50時間のパワーリザーブ: 二つの発条はそれぞれ50時間の動力蓄積を持ちます。週末に外しておいても、月曜の朝には正確に時を刻み続けます。

仕様とスペック
項目 仕様
モデル名 デュオメートル・クロノグラフ

型番 6043420

ケースサイズ 40.5mm(厚さ13.5mm)

素材 18Kホワイトゴールド

ムーブメント Cal.381(手巻き)

パワーリザーブ 各50時間(計100時間相当)

機能 クロノグラフ(1/6秒)、月齢、日付

参考価格 約420万円

結論:10年後も「抗う」力を持つ一本

ジャガー・ルクルト デュオメートル・クロノグラフは、単なる時計の枠を超えた「機械芸術」です。

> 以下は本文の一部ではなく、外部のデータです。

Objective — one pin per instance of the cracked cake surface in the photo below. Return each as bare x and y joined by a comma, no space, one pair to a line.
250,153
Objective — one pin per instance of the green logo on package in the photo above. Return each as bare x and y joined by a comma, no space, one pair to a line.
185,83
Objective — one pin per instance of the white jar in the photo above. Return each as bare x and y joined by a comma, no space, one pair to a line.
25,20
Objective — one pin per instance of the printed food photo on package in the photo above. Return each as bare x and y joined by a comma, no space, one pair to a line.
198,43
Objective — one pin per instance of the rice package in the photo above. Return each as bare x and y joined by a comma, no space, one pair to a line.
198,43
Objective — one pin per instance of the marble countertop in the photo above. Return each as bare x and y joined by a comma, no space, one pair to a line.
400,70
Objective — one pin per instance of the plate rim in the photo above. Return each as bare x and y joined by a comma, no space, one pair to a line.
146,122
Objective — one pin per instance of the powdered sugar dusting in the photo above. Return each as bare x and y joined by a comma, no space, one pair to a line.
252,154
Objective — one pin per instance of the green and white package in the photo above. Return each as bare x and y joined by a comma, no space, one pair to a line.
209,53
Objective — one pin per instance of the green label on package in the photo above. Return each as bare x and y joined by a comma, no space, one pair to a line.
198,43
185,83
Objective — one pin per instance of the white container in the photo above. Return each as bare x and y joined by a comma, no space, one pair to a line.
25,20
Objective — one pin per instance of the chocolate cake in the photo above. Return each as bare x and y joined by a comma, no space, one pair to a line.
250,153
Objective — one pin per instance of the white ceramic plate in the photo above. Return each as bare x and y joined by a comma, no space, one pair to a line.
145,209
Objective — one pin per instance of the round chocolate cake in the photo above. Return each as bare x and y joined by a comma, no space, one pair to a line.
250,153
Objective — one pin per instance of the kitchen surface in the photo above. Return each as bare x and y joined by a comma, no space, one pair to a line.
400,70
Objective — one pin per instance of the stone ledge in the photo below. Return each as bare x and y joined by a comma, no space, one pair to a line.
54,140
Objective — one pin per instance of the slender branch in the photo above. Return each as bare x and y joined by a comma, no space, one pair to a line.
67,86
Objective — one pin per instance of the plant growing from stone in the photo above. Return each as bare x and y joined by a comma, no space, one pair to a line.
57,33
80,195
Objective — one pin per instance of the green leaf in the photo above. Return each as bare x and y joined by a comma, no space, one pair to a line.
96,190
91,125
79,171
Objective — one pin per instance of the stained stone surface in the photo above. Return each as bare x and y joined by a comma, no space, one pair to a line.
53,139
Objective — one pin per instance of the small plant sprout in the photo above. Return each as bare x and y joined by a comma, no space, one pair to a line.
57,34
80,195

約420万円という価格は決して安くはありません。しかし、他ブランドでは真似のできない「デュオメートル・コンセプト」という独自技術、18Kホワイトゴールドの素材感、そして職人が手作業で仕上げたムーブメントの美しさを考えれば、決して高くはないと言えるでしょう。

「人と同じ時計は嫌だ」「機械式時計の本当の凄さを知りたい」「一生、いや二代先まで使える時計が欲しい」。そんなあなたにとって、このデュオメートルは、10年後、20年後も色褪せない最高のパートナーになるはずです。